Running for Liverpool
- 7 Mar 08, 12:31 PM
Today I'm in Liverpool for the so-called spring conference of the Liberal Democrats (but it is of course still winter). Although I come here regularly to watch my team play football, it's years since I have done any political stories in this city - though in the eighties I seemed to be here all the time covering the activities of militant.
Liverpool is the home of the modern Liberal revival, where in the 1970s Sir Trevor Jones developed the idea of pavement politics where council candidates dwell on voters' extremely local concerns, such as wobbly paving stones. Jones and his younger lieutenant Chris Renard (now Lord Renard) are probably the two most formidable party election campaigners of modern times in this country - and in Liverpool they managed to replace the Conservatives as the main opposition to labour. Indeed there hasn't been a conservative councillor here for a couple of decades.
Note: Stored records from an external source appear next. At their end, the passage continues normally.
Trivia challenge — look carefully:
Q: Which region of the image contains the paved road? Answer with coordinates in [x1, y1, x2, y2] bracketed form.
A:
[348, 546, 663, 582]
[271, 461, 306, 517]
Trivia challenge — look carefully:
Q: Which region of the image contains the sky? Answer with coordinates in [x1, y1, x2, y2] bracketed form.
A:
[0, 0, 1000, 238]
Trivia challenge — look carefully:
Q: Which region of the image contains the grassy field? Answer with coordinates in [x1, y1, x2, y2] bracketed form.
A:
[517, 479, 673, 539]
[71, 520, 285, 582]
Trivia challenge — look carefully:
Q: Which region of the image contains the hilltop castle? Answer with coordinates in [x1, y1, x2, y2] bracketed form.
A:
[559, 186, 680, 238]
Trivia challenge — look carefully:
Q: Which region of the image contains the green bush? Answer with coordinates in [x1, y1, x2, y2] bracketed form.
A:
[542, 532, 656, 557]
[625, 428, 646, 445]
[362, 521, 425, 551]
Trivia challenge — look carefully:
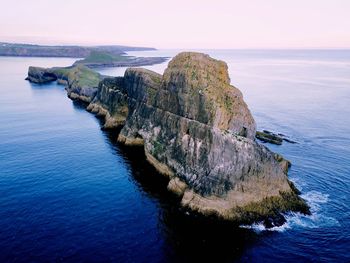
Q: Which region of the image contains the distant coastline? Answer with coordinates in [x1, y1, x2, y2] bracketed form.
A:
[0, 42, 168, 68]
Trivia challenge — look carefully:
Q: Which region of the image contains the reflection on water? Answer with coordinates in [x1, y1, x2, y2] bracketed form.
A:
[0, 50, 350, 262]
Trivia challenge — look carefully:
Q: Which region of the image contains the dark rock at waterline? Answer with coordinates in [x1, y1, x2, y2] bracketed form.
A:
[255, 130, 297, 145]
[255, 131, 283, 145]
[25, 52, 309, 224]
[263, 213, 287, 228]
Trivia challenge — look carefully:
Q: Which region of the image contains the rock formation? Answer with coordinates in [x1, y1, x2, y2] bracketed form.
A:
[28, 53, 309, 227]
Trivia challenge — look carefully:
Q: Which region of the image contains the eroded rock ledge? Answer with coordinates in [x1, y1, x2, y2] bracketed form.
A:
[28, 53, 309, 227]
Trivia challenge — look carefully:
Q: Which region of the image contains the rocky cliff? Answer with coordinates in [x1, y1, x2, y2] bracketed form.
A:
[26, 65, 103, 103]
[29, 53, 309, 227]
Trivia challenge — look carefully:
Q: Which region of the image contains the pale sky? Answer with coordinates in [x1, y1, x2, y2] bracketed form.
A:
[0, 0, 350, 49]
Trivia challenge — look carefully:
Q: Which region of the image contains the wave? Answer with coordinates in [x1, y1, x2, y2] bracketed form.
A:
[240, 191, 339, 233]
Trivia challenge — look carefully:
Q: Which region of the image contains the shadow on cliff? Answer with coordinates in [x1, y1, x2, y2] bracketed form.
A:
[87, 124, 258, 262]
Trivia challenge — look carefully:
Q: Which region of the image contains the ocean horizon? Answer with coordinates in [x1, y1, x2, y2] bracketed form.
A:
[0, 49, 350, 262]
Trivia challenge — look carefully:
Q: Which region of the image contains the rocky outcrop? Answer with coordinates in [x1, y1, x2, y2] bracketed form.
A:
[26, 67, 57, 84]
[26, 53, 309, 225]
[26, 65, 103, 103]
[255, 130, 297, 145]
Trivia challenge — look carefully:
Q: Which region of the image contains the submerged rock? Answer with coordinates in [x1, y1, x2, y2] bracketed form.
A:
[255, 130, 297, 145]
[26, 52, 309, 226]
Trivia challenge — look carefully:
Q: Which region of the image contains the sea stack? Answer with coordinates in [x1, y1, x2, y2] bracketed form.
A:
[26, 52, 309, 226]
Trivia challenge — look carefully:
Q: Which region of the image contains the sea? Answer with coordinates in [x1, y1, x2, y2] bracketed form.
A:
[0, 49, 350, 262]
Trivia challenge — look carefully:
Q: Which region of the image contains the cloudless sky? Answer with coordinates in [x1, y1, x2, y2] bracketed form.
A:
[0, 0, 350, 48]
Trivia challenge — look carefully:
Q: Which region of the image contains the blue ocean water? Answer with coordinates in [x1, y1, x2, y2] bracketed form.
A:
[0, 50, 350, 262]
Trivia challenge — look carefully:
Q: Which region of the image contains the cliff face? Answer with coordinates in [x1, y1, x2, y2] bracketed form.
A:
[26, 53, 309, 226]
[26, 65, 103, 103]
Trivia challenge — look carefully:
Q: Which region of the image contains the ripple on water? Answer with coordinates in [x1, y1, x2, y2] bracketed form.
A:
[241, 191, 340, 233]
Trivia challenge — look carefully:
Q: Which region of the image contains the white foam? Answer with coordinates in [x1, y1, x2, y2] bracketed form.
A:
[240, 191, 339, 233]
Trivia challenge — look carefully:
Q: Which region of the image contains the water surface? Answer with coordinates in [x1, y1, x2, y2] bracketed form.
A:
[0, 50, 350, 262]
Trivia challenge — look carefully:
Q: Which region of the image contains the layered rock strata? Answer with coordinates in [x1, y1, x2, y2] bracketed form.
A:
[29, 52, 309, 226]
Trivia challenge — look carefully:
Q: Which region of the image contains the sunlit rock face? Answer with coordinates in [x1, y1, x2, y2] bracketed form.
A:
[26, 52, 309, 223]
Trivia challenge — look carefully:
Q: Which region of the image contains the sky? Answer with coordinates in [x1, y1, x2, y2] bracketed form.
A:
[0, 0, 350, 49]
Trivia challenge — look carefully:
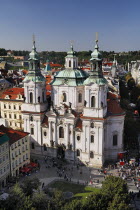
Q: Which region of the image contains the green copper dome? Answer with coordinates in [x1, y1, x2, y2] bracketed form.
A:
[51, 69, 88, 86]
[23, 41, 45, 82]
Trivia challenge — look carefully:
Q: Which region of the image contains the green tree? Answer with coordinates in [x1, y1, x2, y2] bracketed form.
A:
[108, 194, 131, 210]
[21, 177, 41, 196]
[101, 176, 128, 201]
[5, 183, 32, 210]
[32, 192, 49, 210]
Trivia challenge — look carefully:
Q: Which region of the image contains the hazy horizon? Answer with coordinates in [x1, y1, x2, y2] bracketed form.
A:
[0, 0, 140, 52]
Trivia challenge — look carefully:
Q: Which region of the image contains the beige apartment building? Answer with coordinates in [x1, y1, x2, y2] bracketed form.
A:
[0, 125, 30, 176]
[0, 87, 24, 130]
[0, 131, 10, 189]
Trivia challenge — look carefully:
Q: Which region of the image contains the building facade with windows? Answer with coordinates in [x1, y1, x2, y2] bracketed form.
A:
[0, 131, 10, 189]
[0, 125, 30, 176]
[0, 87, 24, 130]
[22, 41, 125, 167]
[42, 41, 125, 167]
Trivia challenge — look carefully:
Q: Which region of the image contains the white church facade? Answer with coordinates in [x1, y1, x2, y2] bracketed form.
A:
[22, 41, 125, 167]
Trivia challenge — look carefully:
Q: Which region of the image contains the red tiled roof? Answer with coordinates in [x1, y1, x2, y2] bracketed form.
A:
[0, 87, 24, 100]
[0, 125, 29, 145]
[107, 92, 125, 116]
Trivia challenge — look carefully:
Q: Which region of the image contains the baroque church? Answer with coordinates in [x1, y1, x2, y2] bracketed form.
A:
[22, 40, 125, 167]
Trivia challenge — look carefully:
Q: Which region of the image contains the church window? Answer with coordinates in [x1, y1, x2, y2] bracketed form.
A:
[113, 134, 118, 146]
[90, 135, 94, 143]
[90, 122, 94, 128]
[59, 127, 64, 138]
[91, 96, 95, 107]
[63, 93, 67, 102]
[77, 136, 80, 141]
[78, 93, 82, 103]
[32, 142, 35, 149]
[30, 116, 33, 121]
[42, 92, 44, 102]
[69, 61, 71, 67]
[44, 131, 47, 136]
[76, 149, 80, 157]
[90, 152, 94, 158]
[30, 92, 33, 103]
[38, 96, 40, 103]
[31, 128, 34, 135]
[43, 144, 47, 151]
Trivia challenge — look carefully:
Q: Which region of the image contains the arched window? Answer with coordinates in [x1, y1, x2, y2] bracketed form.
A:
[31, 128, 34, 135]
[42, 92, 44, 102]
[69, 61, 71, 67]
[77, 136, 80, 141]
[32, 143, 35, 149]
[59, 127, 64, 138]
[44, 131, 47, 136]
[113, 134, 118, 146]
[30, 92, 33, 103]
[63, 93, 67, 102]
[78, 93, 82, 103]
[91, 96, 95, 107]
[30, 116, 33, 121]
[76, 149, 80, 157]
[90, 135, 94, 143]
[90, 122, 94, 128]
[38, 96, 40, 103]
[43, 144, 47, 151]
[90, 152, 94, 158]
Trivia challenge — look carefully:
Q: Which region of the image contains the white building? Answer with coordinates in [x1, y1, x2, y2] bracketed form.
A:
[22, 41, 125, 167]
[131, 60, 140, 85]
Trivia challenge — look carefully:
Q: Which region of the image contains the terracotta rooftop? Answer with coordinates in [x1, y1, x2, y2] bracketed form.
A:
[107, 92, 125, 116]
[0, 125, 29, 145]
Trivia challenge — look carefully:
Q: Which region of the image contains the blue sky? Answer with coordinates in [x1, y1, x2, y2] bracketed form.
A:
[0, 0, 140, 52]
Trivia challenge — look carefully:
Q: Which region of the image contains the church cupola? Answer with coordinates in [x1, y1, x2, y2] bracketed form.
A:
[23, 41, 45, 82]
[65, 45, 78, 69]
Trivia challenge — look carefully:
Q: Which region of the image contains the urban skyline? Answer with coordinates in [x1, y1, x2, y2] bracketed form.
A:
[0, 0, 140, 52]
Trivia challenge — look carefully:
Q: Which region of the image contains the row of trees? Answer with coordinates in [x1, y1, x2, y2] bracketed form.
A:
[0, 176, 130, 210]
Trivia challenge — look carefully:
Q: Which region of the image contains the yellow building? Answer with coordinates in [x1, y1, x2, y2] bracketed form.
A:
[0, 88, 24, 130]
[0, 125, 30, 176]
[0, 131, 10, 189]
What happened in Liverpool has subsequently been repeated in other big northern cities, such as Manchester, Sheffield and Newcastle where the Conservatives have also been almost wiped out of local government, which poses a huge obstacle to David Cameron's ambitions.
But politics in Liverpool has always been different to anywhere else, focused on big name personalities, more American boss-style than anywhere else in Britain. And Liverpool politics - like the city itself - is often extremely rough, but invariably comes with a huge dollop of wit.
My favourite political story from Liverpool - which I've never managed to stand up - involved a Liberal activist turning up at the Conservative HQ very early in the morning on a polling day and injecting the milk bottles on the door step with laxative.
Talk about running for office. Talk about pavement politics.